Nolan noted that “I’ve
been watching what’s going on in Connecticut. Hats off to the governor, universities and school systems. There are so many things that are happening here. If you look at Stamford today, versus what I remember when I grew up here, and it is a totally different place.”
Focus on education
In addition to manufacturing, GE Appliances officials said they want CoCREATE to become a nexus for hands-on learning. The company will partner with the University of Connecticut and Connecticut State Colleges & Universities systems to provide opportunities through co-op programs and other initiatives for students interested in fields such as manufacturing and engineering.
“We believe deeply in the governor’s vision and the vision that all of you have to develop this state and ‘kickstart it,’ as the governor said. We believe you do that in collaboration with higher education,” said Andrew Agwunobi, UConn’s interim president. “It’s also self-serving for us
and our students because Stamford is an amazing campus that has so much potential for the growth of UConn in the future.”
CSCU, which includes 12 community colleges and four state universities, does not have a campus in Stamford.
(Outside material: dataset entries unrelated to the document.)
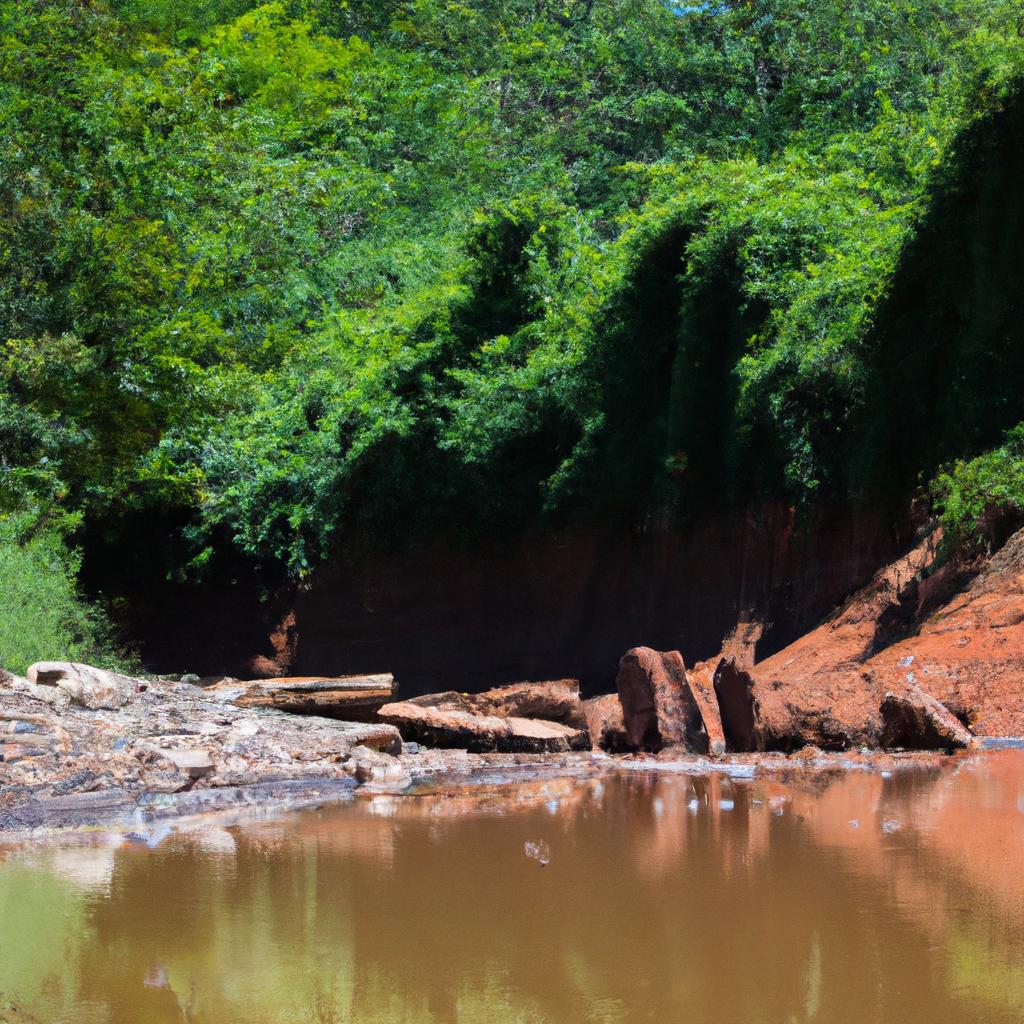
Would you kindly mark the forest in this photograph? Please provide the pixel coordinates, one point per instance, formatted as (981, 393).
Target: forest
(281, 278)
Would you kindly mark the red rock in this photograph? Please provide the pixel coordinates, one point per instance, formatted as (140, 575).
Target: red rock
(555, 700)
(737, 707)
(658, 708)
(701, 679)
(604, 722)
(817, 690)
(915, 721)
(969, 652)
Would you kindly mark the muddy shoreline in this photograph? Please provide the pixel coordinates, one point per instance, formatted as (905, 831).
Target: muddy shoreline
(429, 773)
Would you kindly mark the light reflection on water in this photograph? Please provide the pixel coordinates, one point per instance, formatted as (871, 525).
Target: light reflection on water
(847, 897)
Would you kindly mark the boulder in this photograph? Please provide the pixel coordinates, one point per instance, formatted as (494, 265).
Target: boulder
(354, 698)
(456, 727)
(701, 679)
(737, 707)
(658, 708)
(915, 721)
(87, 686)
(604, 722)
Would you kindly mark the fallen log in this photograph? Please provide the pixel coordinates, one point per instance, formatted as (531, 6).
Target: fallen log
(353, 698)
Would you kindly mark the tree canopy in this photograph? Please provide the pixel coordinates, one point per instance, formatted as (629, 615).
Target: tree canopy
(299, 267)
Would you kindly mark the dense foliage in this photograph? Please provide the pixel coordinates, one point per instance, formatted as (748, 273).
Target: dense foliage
(43, 614)
(294, 268)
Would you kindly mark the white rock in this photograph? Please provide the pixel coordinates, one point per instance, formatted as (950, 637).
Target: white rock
(90, 687)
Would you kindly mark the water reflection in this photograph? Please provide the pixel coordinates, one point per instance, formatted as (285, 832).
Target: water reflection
(832, 898)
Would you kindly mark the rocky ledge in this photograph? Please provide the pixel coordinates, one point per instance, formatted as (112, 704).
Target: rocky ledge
(927, 657)
(80, 745)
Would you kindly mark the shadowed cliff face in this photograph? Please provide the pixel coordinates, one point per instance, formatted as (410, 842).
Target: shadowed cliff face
(946, 375)
(549, 605)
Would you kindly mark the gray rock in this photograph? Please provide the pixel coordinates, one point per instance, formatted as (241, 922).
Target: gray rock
(87, 686)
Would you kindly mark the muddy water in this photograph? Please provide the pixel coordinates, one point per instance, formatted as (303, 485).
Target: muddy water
(852, 897)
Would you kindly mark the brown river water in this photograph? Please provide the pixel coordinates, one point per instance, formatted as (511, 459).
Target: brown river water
(847, 897)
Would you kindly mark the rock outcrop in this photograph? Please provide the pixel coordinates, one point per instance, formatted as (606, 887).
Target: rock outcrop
(915, 721)
(952, 635)
(86, 686)
(167, 749)
(354, 698)
(969, 651)
(494, 720)
(604, 723)
(818, 690)
(658, 707)
(555, 700)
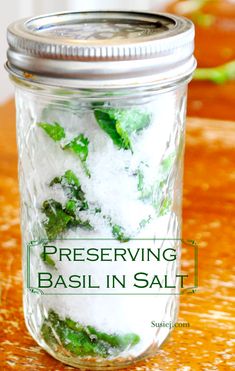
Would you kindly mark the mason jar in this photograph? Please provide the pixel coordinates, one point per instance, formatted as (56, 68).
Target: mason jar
(100, 102)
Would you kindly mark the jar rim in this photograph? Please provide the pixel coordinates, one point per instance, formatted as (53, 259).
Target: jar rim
(160, 51)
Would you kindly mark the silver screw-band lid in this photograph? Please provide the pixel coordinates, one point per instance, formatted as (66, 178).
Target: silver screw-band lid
(90, 47)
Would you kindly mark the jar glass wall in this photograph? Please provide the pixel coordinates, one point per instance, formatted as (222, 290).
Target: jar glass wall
(95, 165)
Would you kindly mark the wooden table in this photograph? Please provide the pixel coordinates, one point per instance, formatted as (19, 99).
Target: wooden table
(209, 218)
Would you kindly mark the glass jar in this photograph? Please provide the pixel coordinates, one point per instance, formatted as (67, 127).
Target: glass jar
(100, 100)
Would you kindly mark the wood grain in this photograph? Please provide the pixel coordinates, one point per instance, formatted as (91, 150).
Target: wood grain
(209, 218)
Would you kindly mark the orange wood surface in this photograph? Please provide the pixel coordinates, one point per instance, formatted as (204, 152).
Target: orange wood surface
(208, 217)
(214, 46)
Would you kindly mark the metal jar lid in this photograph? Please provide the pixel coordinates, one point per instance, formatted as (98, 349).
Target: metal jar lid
(102, 49)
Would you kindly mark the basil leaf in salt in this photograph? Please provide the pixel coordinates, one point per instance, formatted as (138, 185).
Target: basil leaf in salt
(79, 146)
(60, 219)
(120, 124)
(72, 187)
(155, 193)
(81, 340)
(57, 219)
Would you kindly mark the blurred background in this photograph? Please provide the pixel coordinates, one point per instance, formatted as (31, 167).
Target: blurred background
(211, 94)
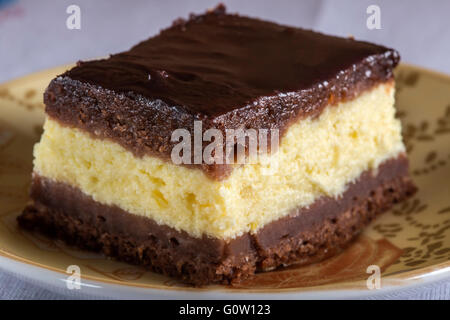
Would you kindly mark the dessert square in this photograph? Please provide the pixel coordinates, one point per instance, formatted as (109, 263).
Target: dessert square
(105, 179)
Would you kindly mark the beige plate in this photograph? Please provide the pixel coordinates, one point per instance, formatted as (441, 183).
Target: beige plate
(411, 243)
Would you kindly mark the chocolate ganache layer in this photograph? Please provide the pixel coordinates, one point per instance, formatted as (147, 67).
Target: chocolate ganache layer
(226, 70)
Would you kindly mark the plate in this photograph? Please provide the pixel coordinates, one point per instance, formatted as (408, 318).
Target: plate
(410, 245)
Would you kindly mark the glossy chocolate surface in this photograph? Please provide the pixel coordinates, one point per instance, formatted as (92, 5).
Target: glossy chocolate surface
(216, 62)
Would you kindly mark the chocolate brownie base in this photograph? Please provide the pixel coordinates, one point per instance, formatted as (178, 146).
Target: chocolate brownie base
(307, 235)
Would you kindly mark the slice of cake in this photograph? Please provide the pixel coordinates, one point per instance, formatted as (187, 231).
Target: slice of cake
(105, 177)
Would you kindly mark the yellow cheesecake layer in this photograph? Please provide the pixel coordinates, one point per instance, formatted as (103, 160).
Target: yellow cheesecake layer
(317, 157)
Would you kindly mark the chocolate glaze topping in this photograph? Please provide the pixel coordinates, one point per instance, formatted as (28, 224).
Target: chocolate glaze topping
(227, 70)
(215, 63)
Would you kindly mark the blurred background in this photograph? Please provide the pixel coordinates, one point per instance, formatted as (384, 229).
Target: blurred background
(34, 36)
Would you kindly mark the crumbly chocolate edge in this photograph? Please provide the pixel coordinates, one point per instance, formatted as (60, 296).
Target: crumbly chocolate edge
(145, 127)
(307, 235)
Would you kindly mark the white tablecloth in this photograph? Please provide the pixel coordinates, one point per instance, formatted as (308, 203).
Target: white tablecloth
(33, 36)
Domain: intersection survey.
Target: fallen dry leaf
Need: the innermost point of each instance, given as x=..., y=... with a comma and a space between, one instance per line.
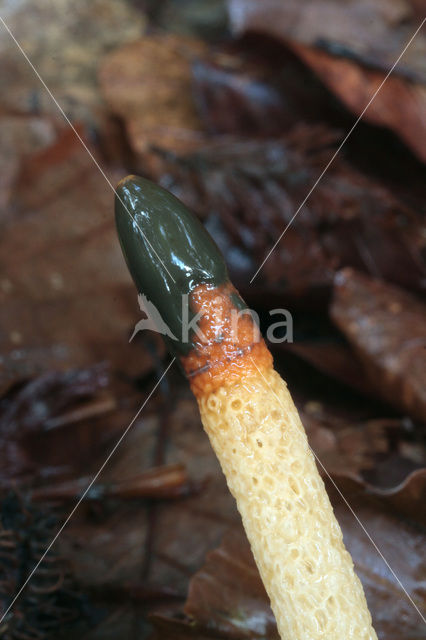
x=148, y=84
x=350, y=46
x=66, y=297
x=226, y=597
x=247, y=190
x=386, y=328
x=65, y=43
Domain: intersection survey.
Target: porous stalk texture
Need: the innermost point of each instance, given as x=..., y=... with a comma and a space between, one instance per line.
x=262, y=447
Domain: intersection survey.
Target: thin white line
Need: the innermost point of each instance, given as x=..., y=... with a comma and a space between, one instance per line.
x=82, y=141
x=83, y=495
x=353, y=512
x=341, y=145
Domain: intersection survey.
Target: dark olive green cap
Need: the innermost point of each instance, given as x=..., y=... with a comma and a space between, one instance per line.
x=167, y=249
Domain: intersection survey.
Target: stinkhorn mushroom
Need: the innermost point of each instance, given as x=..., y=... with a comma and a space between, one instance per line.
x=249, y=416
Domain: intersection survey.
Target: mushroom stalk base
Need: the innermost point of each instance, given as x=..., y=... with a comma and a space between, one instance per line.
x=296, y=540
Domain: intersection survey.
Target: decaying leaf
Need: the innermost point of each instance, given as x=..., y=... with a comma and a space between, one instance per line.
x=227, y=600
x=64, y=42
x=148, y=83
x=386, y=327
x=351, y=45
x=247, y=191
x=33, y=415
x=66, y=299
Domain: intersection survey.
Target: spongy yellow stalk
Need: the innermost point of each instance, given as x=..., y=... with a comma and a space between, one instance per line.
x=260, y=442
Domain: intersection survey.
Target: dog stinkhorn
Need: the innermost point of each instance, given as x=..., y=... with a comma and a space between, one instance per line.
x=249, y=416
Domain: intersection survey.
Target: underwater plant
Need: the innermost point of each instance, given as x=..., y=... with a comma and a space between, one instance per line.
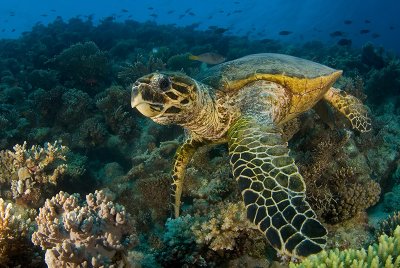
x=94, y=233
x=212, y=112
x=385, y=253
x=30, y=172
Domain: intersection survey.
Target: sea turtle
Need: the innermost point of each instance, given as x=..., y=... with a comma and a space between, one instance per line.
x=244, y=102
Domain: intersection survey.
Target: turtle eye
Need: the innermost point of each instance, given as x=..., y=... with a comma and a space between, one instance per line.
x=164, y=83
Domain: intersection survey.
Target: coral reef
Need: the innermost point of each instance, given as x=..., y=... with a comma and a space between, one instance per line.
x=95, y=233
x=386, y=253
x=29, y=171
x=336, y=189
x=224, y=226
x=82, y=97
x=389, y=225
x=15, y=228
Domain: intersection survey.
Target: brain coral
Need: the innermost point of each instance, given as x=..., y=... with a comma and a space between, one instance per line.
x=95, y=233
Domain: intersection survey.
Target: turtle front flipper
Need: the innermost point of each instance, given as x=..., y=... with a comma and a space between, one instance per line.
x=273, y=189
x=350, y=107
x=183, y=156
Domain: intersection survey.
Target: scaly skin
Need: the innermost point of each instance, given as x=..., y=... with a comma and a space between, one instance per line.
x=251, y=100
x=273, y=189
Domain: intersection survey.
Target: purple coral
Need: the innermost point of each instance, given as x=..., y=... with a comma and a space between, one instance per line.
x=94, y=233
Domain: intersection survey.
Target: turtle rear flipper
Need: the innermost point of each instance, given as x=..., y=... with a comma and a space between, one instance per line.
x=350, y=107
x=272, y=188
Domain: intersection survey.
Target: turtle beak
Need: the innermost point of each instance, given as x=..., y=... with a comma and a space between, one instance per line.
x=146, y=108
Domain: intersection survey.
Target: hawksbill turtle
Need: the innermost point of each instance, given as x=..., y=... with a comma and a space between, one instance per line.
x=244, y=102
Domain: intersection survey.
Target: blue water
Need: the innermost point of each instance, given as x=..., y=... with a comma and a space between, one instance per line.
x=307, y=20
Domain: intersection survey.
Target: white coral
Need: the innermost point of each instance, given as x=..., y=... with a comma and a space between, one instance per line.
x=96, y=233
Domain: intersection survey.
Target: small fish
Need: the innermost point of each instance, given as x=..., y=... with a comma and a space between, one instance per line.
x=336, y=34
x=285, y=32
x=344, y=42
x=209, y=58
x=220, y=30
x=375, y=35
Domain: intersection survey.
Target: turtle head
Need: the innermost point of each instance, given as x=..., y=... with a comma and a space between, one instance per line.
x=167, y=98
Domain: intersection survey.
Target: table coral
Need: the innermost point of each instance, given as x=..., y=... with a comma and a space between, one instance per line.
x=386, y=253
x=95, y=233
x=29, y=171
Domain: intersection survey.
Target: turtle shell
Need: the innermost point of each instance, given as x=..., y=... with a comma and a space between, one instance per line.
x=295, y=74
But CSCU President Terrence Cheng said the system could become a major talent pipeline for GE Appliances.
“Even though we don’t have a campus here in Stamford, we have campuses across the state,” said Cheng, who formerly served as the director of the UConn-Stamford campus. “That means we have power, potential and capacity across the state that we seek to bring to bear in an initiative such as this — to be able to say ‘if GE Appliances want some of the best advanced-manufacturing students that Connecticut has to offer, then we have that wealth of talent in our community-college system alone.’ ”
Nolan, a UConn alumnus, said the company’s bullishness about its higher-education partnerships in Connecticut is based on
the impact of the companysupported FirstBuild “cocreation center” opened several years ago on the campus of the University of Louisville.
“Every day, we’re in with students, community members and the public, coming together and creating new things,” Nolan said. “It has really taken our company and our innovation and just accelerated it like we could never believe before.”
The CEO also cited his optimism about forging closer relationships with the public through hubs such as the makerspace and product showrooms. The showrooms will offer programming such as cooking classes.
“Most companies still want to have an old playbook of ‘let’s sit and do research, let’s be secretive, let’s not talk,’ ” Nolan said. “You’ll be able to come in here, and you’ll be able to see what we’re thinking and projecting into the future.”